Remove everything before space using regular expression in python

Question

Suppose I have a string: 997 668, now I need to remove anything before space ie I need 668 as the output. I need a solution using regular expression. Now I am using the below:

x = '997 668'
x  = x.split(' ')[1]

Above also give the output but fails when there is only one number, if x = 555 then output comes blank which I dont want.

Answer 1

Instead of getting the first of one item or the second of two items, simply get the last item with [-1] :

>>> '996 668'.split()[-1]
'668'
>>> '668'.split()[-1]
'668'

Answer 2

Your own code would work if you were a bit more defensive

try:
   x = '997 668'
   x  = x.split(' ')[1]
except IndexError:
   x = x[0]

Answer 3

If your input has multiple spaces, such as

235 989 877

then your question is somewhat ambiguous because you don't say whether you want to remove everything before the first space or everything before the last space.

TigerhawkT3's answer removes everything before the last space.

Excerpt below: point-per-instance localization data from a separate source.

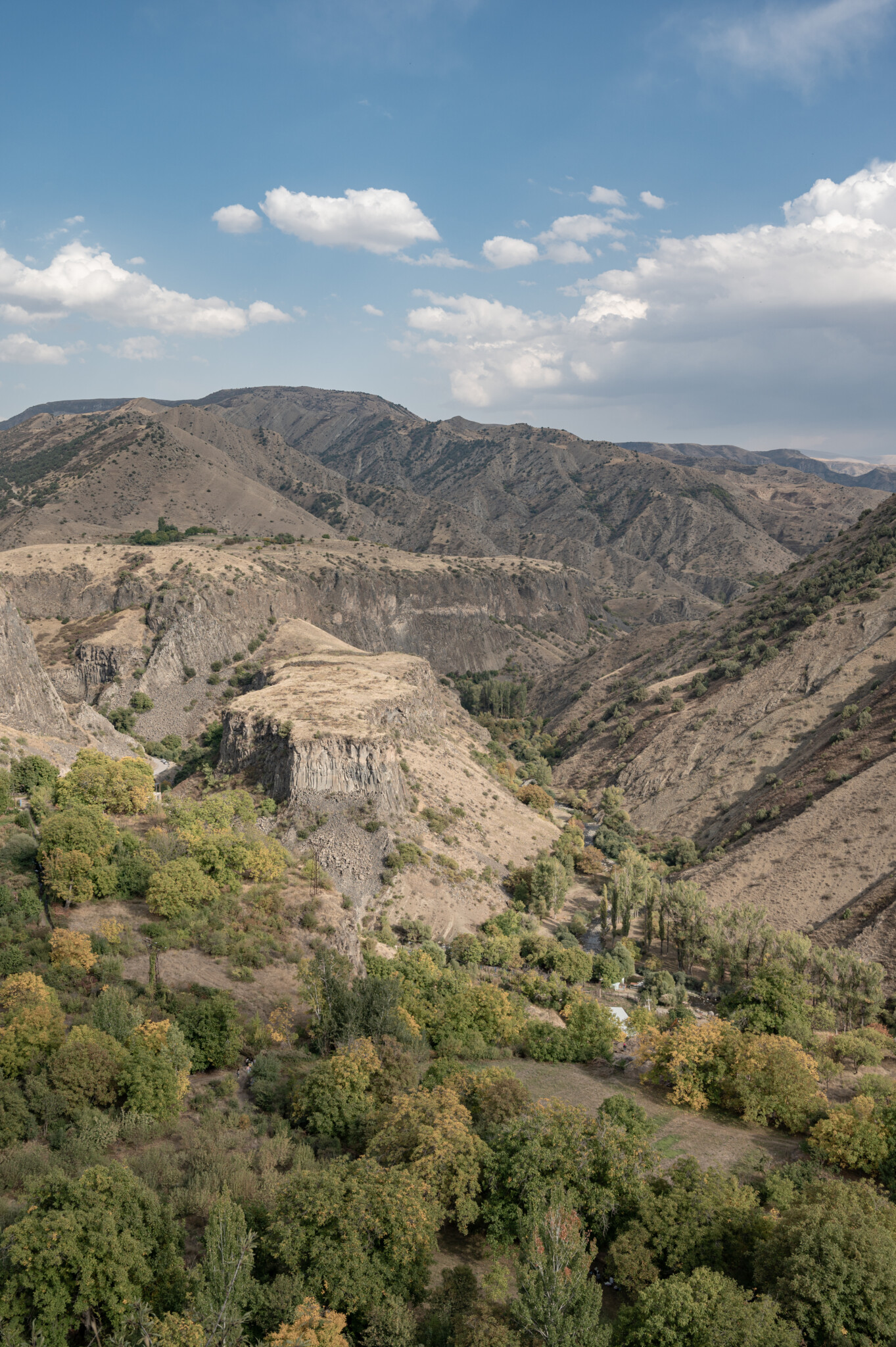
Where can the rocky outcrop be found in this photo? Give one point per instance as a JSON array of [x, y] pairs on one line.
[[327, 723], [29, 700]]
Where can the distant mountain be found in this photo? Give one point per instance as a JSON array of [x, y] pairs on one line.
[[876, 479], [658, 532]]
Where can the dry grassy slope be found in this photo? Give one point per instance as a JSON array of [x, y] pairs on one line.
[[32, 712], [704, 772], [131, 468]]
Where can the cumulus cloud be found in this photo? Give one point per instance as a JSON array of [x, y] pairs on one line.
[[16, 314], [136, 348], [797, 43], [793, 318], [237, 220], [504, 253], [85, 281], [605, 197], [377, 218], [20, 349]]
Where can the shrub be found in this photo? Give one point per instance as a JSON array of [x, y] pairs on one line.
[[101, 1241], [122, 718], [179, 887], [703, 1310], [550, 884], [536, 799]]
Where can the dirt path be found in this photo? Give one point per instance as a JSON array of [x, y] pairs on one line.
[[712, 1139]]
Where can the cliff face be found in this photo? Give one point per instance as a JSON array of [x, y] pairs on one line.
[[326, 723], [29, 700]]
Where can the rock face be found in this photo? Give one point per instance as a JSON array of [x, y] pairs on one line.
[[29, 700], [326, 722]]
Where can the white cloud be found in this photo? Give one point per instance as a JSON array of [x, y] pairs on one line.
[[504, 253], [605, 197], [237, 220], [579, 228], [438, 258], [795, 43], [20, 349], [136, 348], [790, 322], [85, 281], [568, 253], [16, 314], [377, 218]]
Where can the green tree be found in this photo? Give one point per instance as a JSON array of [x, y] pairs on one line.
[[557, 1302], [85, 1070], [155, 1074], [335, 1098], [210, 1023], [688, 1219], [113, 1015], [16, 1121], [225, 1275], [550, 884], [179, 887], [830, 1263], [599, 1164], [87, 1252], [78, 827], [703, 1310], [431, 1133], [33, 773], [352, 1230]]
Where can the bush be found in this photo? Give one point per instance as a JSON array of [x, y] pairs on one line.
[[536, 799], [122, 718]]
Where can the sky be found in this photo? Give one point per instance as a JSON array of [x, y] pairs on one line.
[[654, 221]]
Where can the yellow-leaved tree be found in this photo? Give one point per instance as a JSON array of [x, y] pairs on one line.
[[431, 1133], [34, 1025], [119, 786], [311, 1327]]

If you want to remove everything before the first space, you need the second parameter to split and do it this way:

>>> '996 668'.split(' ', 1)[-1]
'668'
>>> '996'.split(' ', 1)[-1]
'996'
>>> '996 351 980 221'.split(' ', 1)[-1]
'351 980 221'

Note that TigerhawkT3's answer (which is great, by the way) gives you the answer under the other interpretation:

>>> '996 351 980 221'.split()[-1]
'221'

Depends on what you want.

Just don't use a regex. :)

Answer 4

Regex solution:

import re
re.findall('\d+', x)[-1]

re.findall always returns a list so you can avoid your IndexError without using an exception catcher.